Inslee exit may make it possible to serve in Congress for a month

The pending resignation of U.S. Rep. Jay Inslee from Congress is causing an unanticipated headache for state election officials.

They've got to decide how long to leave his 1st Congressional District seat vacant.

Their decision could create a rare opportunity for someone to serve in Congress for as little time as a month -- and stir up a lot of confusion too because it would mean holding two elections at the same time for the same seat in Congress.

Ordinarily, when there is an unfinished term, the November election serves the dual purpose of picking someone to fill the remainder of the term and the new one as well. This allows the winner to take office in December when results are certified and not have to wait until January.

So, this year, the state could put someone in Inslee's seat as quick as Dec. 6.

Here's the wrinkle. To do that, it must conduct an election within the boundaries of the existing congressional district. That's because as far as the U.S. House of Representatives is concerned, the new borders drawn up through redistricting are not in effect until 2013.

If this happened, the victor would only serve a month as they finish out the last days of Inslee's term.

Meanwhile, the state will hold an election in the newly designed 1st Congressional District. Whoever wins in November will be sworn into office in January for a full two-year term.

It's a dilemma for the state. Leaving the seat vacant until 2013 means one election but there are those who argue the district should not be without representation any longer than it needs to be. To accomplish that would precipitate electing two people.
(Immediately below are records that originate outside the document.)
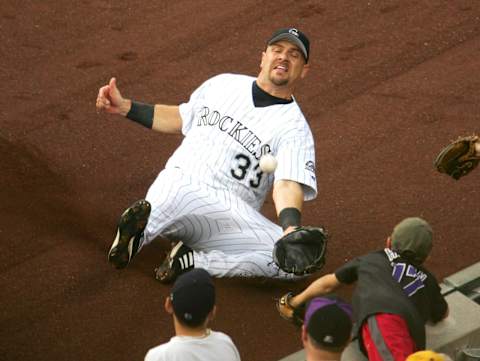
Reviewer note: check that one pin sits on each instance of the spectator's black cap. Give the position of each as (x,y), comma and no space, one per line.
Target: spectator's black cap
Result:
(193,296)
(328,321)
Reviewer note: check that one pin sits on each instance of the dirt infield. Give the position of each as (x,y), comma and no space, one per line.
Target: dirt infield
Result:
(391,83)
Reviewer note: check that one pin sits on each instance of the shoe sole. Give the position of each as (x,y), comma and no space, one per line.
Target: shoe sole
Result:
(121,251)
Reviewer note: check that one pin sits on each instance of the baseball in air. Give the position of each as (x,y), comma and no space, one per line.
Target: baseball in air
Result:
(268,163)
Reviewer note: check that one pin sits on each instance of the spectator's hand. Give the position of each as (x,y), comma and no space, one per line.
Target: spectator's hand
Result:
(110,99)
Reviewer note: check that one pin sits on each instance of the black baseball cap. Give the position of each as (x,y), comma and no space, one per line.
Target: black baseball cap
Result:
(193,297)
(294,36)
(328,321)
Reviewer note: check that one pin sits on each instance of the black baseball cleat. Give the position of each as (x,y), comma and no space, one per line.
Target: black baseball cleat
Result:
(178,261)
(129,232)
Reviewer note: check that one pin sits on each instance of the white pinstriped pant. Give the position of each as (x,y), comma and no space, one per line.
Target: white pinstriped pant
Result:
(229,238)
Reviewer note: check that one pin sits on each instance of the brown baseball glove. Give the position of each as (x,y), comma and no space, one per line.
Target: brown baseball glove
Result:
(288,312)
(458,158)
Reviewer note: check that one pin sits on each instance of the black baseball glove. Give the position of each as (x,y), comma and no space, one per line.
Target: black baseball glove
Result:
(301,251)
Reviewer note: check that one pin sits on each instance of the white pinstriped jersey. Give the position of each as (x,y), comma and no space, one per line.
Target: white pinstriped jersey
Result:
(225,136)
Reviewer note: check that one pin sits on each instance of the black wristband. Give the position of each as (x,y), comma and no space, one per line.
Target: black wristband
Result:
(290,217)
(141,113)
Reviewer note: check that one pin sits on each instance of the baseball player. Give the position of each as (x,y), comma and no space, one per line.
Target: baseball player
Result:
(208,198)
(394,295)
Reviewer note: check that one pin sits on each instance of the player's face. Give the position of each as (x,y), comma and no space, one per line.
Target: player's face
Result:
(283,64)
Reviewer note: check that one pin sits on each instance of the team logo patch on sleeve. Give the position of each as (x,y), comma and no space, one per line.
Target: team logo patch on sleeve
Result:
(310,165)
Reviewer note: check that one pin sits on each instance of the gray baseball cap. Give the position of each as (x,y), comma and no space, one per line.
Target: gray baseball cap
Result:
(294,36)
(412,237)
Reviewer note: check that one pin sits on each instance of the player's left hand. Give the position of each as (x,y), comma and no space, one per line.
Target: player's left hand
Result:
(302,251)
(288,312)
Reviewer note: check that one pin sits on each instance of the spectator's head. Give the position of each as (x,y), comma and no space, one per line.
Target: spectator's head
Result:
(192,298)
(428,355)
(412,239)
(327,326)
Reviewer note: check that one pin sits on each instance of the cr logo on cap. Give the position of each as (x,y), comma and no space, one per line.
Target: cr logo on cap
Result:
(293,31)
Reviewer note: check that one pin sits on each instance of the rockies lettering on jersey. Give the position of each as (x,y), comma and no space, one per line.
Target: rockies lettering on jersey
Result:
(235,129)
(226,135)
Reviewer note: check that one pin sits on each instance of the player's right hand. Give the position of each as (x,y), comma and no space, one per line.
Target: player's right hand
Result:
(110,99)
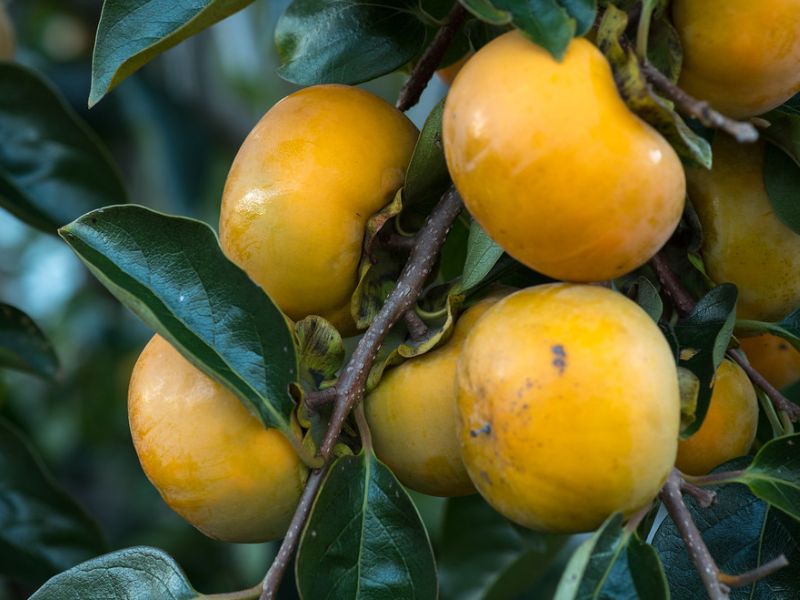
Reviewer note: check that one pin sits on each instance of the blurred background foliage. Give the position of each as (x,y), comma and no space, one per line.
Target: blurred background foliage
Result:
(173,130)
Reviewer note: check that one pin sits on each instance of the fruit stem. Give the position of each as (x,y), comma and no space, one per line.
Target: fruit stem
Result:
(643,31)
(352,382)
(744,132)
(684,303)
(698,551)
(416,326)
(768,568)
(779,401)
(431,58)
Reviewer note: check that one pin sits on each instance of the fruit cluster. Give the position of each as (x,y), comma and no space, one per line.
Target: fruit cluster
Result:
(559,403)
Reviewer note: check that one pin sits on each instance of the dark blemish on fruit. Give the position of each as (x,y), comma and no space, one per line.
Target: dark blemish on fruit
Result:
(559,357)
(487,429)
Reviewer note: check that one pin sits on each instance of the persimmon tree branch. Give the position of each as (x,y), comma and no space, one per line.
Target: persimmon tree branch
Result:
(684,303)
(743,131)
(349,389)
(698,551)
(431,58)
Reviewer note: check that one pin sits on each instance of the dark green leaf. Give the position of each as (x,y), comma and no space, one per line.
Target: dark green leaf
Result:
(486,557)
(172,273)
(42,530)
(133,32)
(593,561)
(647,571)
(637,93)
(648,298)
(364,538)
(346,41)
(23,346)
(787,328)
(427,177)
(52,168)
(742,533)
(320,349)
(482,254)
(704,337)
(782,182)
(774,474)
(127,574)
(486,12)
(546,22)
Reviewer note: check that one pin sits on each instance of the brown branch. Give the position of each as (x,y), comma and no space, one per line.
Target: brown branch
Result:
(318,398)
(743,131)
(272,580)
(431,58)
(681,298)
(416,326)
(779,401)
(765,570)
(685,303)
(698,551)
(349,390)
(409,285)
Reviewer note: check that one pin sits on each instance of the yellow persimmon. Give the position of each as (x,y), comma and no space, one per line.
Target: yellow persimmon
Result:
(730,425)
(212,461)
(740,55)
(569,407)
(744,242)
(301,190)
(553,165)
(773,357)
(412,416)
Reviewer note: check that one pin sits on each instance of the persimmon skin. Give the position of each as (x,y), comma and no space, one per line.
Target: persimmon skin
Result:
(775,358)
(569,407)
(739,55)
(554,166)
(213,462)
(744,242)
(729,427)
(301,189)
(412,417)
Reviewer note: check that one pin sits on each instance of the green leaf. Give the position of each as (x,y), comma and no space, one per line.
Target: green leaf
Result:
(482,255)
(427,177)
(23,346)
(52,167)
(346,41)
(742,533)
(640,98)
(704,337)
(782,181)
(546,22)
(647,571)
(131,573)
(364,538)
(42,530)
(320,350)
(593,561)
(171,272)
(486,12)
(131,33)
(774,474)
(486,557)
(648,298)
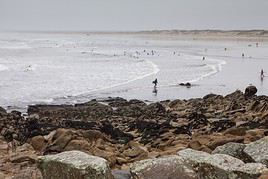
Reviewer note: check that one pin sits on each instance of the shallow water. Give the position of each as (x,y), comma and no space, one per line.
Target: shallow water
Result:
(69,68)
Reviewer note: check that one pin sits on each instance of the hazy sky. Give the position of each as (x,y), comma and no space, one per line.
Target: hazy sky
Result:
(121,15)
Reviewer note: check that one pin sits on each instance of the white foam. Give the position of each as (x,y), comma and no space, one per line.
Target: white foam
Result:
(3,67)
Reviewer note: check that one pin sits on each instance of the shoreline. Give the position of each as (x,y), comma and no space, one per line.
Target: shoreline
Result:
(124,132)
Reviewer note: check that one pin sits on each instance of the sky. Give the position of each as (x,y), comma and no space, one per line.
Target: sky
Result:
(132,15)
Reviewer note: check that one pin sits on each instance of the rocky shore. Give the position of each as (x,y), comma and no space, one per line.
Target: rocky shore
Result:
(211,137)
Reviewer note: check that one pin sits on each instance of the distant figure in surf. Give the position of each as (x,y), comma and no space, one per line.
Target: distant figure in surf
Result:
(155,82)
(155,91)
(262,73)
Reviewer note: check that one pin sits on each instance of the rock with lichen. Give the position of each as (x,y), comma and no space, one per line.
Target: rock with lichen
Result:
(74,165)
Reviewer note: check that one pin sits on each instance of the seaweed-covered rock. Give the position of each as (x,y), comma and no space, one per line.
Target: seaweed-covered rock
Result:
(258,150)
(235,150)
(220,165)
(172,167)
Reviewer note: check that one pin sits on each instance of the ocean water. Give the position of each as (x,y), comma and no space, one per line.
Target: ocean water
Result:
(68,68)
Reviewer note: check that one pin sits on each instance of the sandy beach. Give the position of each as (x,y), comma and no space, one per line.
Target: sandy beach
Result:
(71,100)
(66,68)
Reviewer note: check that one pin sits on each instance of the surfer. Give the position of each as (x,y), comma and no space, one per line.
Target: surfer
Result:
(155,82)
(262,73)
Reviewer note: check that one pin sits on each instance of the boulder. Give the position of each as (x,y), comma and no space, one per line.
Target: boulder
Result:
(224,140)
(258,150)
(220,165)
(38,143)
(74,165)
(235,150)
(250,91)
(171,167)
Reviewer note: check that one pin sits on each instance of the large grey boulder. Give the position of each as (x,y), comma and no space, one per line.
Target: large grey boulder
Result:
(74,165)
(171,167)
(258,150)
(220,166)
(235,150)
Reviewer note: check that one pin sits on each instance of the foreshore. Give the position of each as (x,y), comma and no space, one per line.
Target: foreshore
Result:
(126,131)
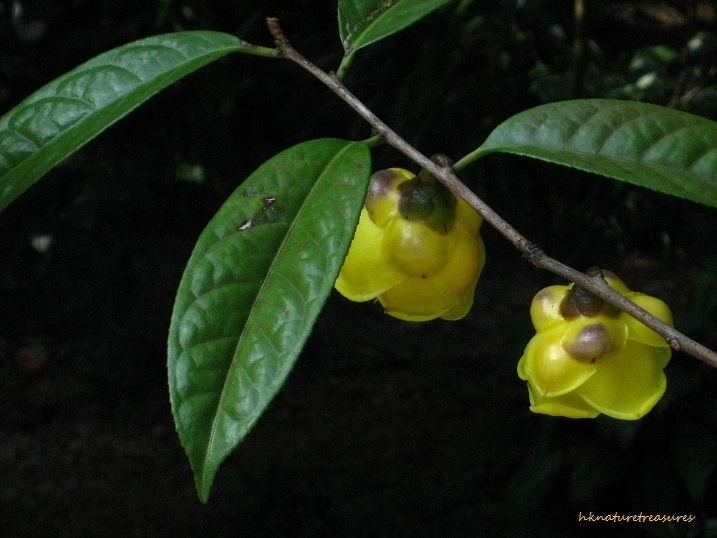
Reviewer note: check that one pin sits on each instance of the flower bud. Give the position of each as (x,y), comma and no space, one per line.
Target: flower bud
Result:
(589,358)
(416,249)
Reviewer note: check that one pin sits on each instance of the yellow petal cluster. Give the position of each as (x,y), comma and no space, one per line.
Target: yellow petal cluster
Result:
(418,270)
(589,358)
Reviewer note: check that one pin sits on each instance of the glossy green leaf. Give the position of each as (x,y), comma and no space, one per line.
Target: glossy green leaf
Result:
(660,148)
(362,22)
(63,115)
(252,289)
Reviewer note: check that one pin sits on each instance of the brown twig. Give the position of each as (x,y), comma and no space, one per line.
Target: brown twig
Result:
(530,251)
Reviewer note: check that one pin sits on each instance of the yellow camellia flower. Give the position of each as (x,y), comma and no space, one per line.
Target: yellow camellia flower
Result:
(589,358)
(416,249)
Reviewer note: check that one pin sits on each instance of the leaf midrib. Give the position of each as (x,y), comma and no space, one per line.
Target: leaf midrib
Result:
(665,167)
(112,103)
(234,361)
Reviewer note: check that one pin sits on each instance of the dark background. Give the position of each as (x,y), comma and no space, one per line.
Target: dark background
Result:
(383,428)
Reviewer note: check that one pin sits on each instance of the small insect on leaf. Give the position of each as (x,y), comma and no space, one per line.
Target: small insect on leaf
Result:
(265,213)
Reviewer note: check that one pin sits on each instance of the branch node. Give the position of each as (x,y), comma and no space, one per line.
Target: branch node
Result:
(531,251)
(277,33)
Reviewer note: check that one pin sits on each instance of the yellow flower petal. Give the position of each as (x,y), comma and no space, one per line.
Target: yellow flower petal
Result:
(365,274)
(551,369)
(522,371)
(461,308)
(568,405)
(416,250)
(545,307)
(642,333)
(628,384)
(447,293)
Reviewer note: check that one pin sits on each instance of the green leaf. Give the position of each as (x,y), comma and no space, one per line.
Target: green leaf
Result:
(63,115)
(252,289)
(363,22)
(648,145)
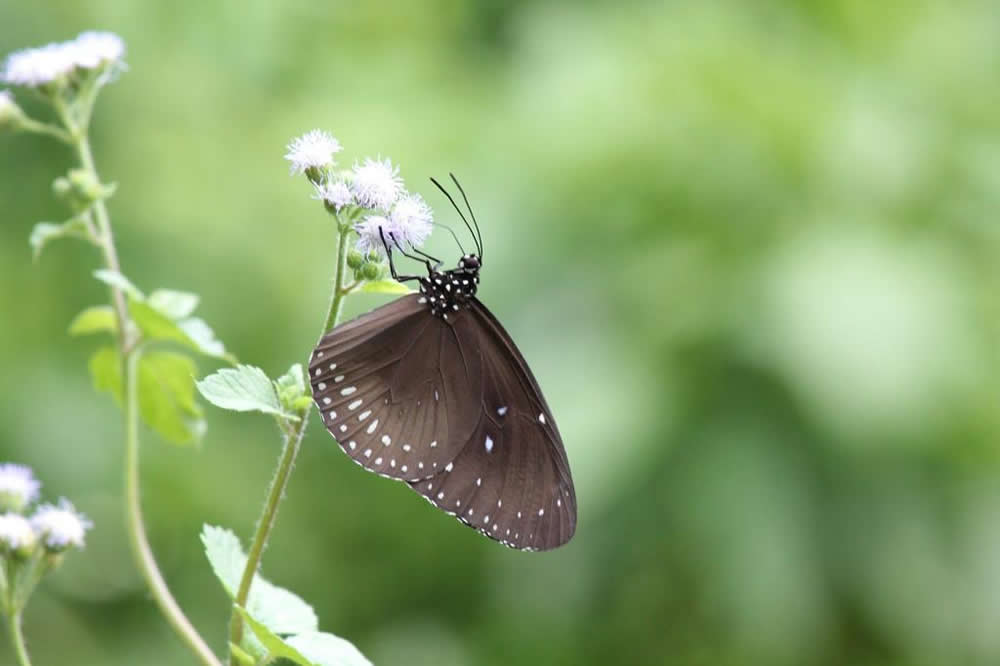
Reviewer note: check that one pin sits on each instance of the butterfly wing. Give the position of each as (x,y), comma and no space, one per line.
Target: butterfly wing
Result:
(511,480)
(399,388)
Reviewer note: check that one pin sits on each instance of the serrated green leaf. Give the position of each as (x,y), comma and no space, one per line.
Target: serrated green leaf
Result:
(173,304)
(44,233)
(275,646)
(323,649)
(281,611)
(95,319)
(166,397)
(106,372)
(244,388)
(385,287)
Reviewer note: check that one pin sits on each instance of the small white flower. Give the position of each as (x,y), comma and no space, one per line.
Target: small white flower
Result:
(15,532)
(313,149)
(335,193)
(60,526)
(38,66)
(18,486)
(376,183)
(369,237)
(93,48)
(412,219)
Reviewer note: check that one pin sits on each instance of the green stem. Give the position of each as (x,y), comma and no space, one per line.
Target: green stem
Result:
(289,452)
(141,549)
(17,639)
(130,355)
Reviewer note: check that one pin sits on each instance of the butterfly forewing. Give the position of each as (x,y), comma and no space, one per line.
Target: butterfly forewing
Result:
(511,481)
(397,390)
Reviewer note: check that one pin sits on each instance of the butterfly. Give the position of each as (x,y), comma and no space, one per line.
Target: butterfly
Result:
(431,390)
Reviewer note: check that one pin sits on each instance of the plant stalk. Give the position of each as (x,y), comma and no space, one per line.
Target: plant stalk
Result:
(293,440)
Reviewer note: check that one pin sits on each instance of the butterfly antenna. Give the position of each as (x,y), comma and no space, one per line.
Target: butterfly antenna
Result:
(471,214)
(460,214)
(453,235)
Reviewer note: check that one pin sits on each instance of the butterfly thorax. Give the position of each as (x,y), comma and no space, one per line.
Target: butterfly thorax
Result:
(446,292)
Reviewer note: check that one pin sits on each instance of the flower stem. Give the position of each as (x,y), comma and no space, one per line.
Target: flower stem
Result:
(130,355)
(293,440)
(137,532)
(17,639)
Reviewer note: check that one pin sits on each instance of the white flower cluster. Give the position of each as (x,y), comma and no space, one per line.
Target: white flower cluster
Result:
(373,185)
(57,526)
(42,65)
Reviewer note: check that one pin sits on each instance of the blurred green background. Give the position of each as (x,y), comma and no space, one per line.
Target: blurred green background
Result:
(750,250)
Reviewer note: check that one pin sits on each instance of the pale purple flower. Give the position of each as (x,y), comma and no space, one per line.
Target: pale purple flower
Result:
(60,526)
(412,219)
(94,48)
(18,486)
(376,183)
(15,532)
(312,150)
(369,237)
(336,193)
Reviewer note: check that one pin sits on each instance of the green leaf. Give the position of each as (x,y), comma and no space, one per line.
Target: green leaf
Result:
(44,233)
(106,371)
(385,287)
(244,388)
(323,649)
(95,319)
(275,646)
(166,397)
(174,304)
(281,611)
(116,279)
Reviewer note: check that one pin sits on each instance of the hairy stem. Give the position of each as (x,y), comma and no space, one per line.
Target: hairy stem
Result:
(290,451)
(137,532)
(17,639)
(130,355)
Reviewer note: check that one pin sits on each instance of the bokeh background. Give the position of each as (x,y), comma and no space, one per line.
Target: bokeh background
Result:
(750,250)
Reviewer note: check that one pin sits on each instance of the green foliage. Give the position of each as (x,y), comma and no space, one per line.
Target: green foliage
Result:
(166,396)
(281,611)
(95,319)
(385,287)
(245,388)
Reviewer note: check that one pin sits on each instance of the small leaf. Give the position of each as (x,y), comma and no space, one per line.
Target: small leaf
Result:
(244,388)
(385,287)
(275,646)
(106,372)
(283,612)
(95,319)
(166,397)
(44,233)
(116,279)
(174,304)
(323,649)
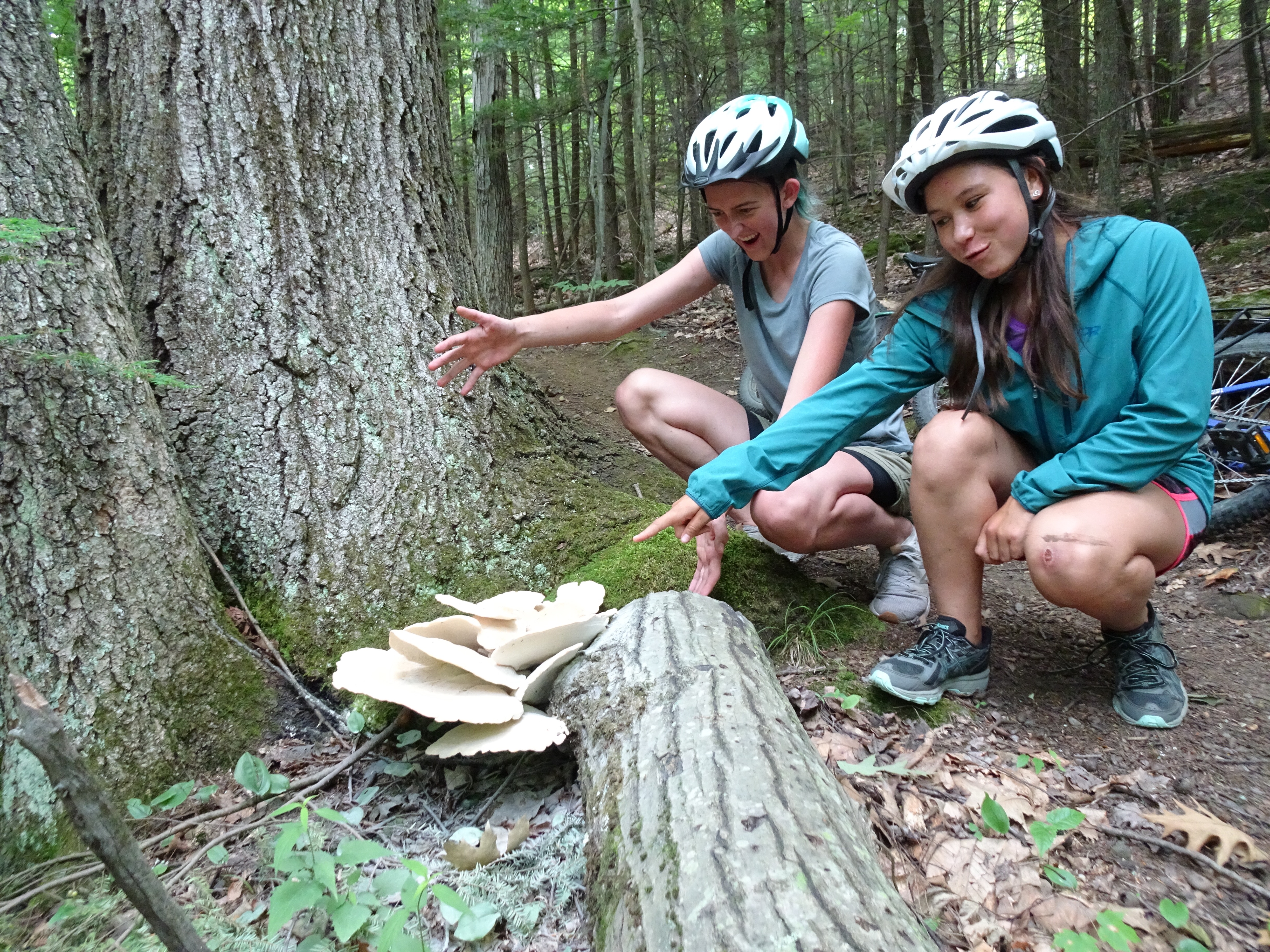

“We're looking at the logistics for the candidates and we're concerned about the potential of confusion for voters and the public,” said Katie Blinn, co-director of state elections.

Interestingly any or all the candidates vying to replace Inslee could run for the short-term seat even if they do not live in the current congressional district. Federal law doesn't require U.S. House candidates to live in the district they serve.

Secretary of State Sam Reed has made no decisions, and the office is consulting with the governor's legal counsel and others, according to his spokesman David Ammons. A decision is expected next week.

Inslee is leaving March 20 to campaign full-time for governor.